A Journey Through `The Great Age of Sail'

Sampling of paintings and artifacts from England's National Maritime Museum recounts seafaring adventures

THE Great Age of Sail: Treasures from the National Maritime Museum of Greenwich England" is the exhibition for nautical history buffs.

But it is also a delight for those interested in art, world history, science, even antiques.

The exhibition of 80 paintings and 20 artifacts currently on view at the Peabody & Essex Museum in Salem, Mass., is being touted as the finest maritime exhibition ever presented in the United States.

Organized by the San Diego Museum of Art, where it debuted, this collection sampling is a first-time loan from the world-renowned National Maritime Museum of Greenwich, England.
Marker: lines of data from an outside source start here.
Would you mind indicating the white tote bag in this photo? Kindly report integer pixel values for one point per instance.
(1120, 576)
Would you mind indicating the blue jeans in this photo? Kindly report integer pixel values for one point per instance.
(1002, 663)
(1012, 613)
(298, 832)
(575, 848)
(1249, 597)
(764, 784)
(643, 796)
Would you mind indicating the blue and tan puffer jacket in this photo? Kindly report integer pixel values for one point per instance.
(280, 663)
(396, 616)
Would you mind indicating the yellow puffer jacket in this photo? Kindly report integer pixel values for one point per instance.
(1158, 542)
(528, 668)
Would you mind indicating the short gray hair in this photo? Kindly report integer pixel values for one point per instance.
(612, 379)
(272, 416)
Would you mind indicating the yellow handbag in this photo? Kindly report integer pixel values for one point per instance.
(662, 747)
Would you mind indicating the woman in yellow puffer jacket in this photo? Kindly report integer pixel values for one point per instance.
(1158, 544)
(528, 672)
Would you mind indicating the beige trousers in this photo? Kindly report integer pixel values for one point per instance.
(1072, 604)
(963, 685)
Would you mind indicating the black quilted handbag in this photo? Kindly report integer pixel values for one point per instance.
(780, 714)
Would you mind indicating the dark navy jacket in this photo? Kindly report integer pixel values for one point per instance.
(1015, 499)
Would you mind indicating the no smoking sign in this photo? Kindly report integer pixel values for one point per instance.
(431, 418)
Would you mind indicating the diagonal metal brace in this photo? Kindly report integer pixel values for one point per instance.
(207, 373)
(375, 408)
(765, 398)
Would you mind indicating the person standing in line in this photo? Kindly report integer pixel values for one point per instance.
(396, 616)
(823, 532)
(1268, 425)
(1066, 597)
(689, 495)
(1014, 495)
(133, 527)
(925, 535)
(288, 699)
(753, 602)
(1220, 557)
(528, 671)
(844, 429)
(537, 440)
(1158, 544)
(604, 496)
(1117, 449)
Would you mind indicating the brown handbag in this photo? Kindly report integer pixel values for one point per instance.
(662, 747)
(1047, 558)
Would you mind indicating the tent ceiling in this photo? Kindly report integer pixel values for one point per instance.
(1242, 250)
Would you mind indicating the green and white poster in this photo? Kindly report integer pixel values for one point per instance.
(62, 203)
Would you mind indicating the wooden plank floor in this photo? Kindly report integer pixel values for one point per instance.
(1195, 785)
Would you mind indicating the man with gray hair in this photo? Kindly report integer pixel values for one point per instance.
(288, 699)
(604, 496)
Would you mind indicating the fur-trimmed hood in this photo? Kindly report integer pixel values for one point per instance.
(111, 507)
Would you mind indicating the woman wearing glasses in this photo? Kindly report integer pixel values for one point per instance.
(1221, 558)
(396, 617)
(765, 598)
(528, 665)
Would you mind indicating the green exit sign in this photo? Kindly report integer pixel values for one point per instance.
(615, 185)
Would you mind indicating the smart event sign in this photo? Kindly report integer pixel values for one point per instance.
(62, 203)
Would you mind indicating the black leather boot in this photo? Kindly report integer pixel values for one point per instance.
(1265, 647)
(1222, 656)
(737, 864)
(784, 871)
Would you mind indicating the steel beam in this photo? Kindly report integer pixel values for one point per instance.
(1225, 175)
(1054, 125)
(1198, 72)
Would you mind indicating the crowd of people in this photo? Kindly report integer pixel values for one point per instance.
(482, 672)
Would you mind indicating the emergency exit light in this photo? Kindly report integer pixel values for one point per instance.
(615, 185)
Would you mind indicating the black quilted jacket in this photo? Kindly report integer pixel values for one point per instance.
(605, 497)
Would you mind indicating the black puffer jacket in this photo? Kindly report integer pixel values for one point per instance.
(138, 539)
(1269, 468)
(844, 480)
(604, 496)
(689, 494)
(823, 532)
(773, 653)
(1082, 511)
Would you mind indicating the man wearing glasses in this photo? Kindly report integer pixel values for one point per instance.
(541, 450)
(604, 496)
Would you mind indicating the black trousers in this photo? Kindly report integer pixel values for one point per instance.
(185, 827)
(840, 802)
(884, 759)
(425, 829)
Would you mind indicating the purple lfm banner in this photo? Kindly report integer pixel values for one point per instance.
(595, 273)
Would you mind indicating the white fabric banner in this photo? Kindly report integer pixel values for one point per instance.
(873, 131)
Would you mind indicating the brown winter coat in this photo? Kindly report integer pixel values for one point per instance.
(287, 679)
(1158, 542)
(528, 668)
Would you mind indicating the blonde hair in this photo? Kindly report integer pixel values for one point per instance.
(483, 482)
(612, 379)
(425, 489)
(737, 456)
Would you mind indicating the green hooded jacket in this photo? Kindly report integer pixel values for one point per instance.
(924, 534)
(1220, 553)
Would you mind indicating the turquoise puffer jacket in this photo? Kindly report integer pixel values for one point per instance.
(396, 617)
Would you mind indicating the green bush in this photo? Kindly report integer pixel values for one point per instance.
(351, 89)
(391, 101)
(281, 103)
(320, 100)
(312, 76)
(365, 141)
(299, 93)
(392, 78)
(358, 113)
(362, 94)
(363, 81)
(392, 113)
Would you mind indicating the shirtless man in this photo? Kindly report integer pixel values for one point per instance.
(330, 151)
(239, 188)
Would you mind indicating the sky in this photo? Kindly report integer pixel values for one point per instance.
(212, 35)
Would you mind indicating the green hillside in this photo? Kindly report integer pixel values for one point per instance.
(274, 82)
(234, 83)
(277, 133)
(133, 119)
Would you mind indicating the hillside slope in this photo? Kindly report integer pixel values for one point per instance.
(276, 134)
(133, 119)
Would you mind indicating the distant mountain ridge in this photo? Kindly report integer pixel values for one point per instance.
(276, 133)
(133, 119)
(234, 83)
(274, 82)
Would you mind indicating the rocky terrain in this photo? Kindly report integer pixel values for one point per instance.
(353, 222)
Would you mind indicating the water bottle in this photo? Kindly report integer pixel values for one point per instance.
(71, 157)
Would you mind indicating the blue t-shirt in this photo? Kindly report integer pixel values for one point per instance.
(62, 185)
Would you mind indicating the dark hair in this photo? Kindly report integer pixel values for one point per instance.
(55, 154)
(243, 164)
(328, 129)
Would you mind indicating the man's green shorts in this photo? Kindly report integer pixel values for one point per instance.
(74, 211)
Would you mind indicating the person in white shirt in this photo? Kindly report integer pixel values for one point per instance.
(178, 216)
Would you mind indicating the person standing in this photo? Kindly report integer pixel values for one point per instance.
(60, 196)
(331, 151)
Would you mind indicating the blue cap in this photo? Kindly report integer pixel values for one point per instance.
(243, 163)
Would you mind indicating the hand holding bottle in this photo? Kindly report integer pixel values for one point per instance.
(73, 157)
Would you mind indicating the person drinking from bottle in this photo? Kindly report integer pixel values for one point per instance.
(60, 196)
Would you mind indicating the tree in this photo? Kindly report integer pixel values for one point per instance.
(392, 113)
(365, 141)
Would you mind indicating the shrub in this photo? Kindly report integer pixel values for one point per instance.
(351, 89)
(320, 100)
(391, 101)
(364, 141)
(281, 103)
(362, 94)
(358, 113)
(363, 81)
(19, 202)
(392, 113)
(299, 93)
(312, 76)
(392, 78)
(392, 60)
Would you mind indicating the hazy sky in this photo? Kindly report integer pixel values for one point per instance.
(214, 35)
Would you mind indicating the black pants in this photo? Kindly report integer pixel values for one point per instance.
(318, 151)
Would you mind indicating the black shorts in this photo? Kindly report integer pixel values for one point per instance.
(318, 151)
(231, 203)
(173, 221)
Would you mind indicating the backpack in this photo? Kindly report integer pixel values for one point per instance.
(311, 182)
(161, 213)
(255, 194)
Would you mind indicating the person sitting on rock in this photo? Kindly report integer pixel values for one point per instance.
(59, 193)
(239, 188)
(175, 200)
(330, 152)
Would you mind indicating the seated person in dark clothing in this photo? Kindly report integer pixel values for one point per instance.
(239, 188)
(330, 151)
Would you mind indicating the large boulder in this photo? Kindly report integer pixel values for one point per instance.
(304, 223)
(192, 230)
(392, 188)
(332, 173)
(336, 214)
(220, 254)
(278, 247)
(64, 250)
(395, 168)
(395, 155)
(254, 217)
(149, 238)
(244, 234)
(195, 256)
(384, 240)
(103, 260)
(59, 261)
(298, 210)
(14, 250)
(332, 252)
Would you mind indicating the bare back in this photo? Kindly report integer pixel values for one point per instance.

General highlights include J.M.W. Turner's painting "The Battle of Trafalgar"; the chronometer used by Captain William Bligh aboard the HMS Bounty; and a sundial-compass carried by Sir Francis Drake when he circumnavigated the world in 1577.

The exhibit touches on 400 years of history, from the early 16th century to the 19th century. Specifically from a British perspective, the viewer sees how sea-faring vessels fit into history, or rather made history.

Much to its credit, the exhibit - which takes only about an hour to walk through - presents the Age of Sail through manageable themes: "Encounters with the Elements," "Shipbuilding and Navigation," "Trade and Empire," "War at Sea," "Ceremony," and "Sport."

Each room is balanced with paintings of vessels, portraits of notables - such as Sir Francis Drake, Captain James Cook, Captain Sir James Clark Ross, Rear Admiral Sir Horatio Nelson - as well as artifacts such as globes, navigational instruments, and ship models.

Related quotes help evoke the adventurous spirit of the age, such as Sir Walter Raleigh's: "Whosoever commands the sea, commands the trade; Whosoever commands the trade of the world, commands the riches of the world, and consequently the world itself."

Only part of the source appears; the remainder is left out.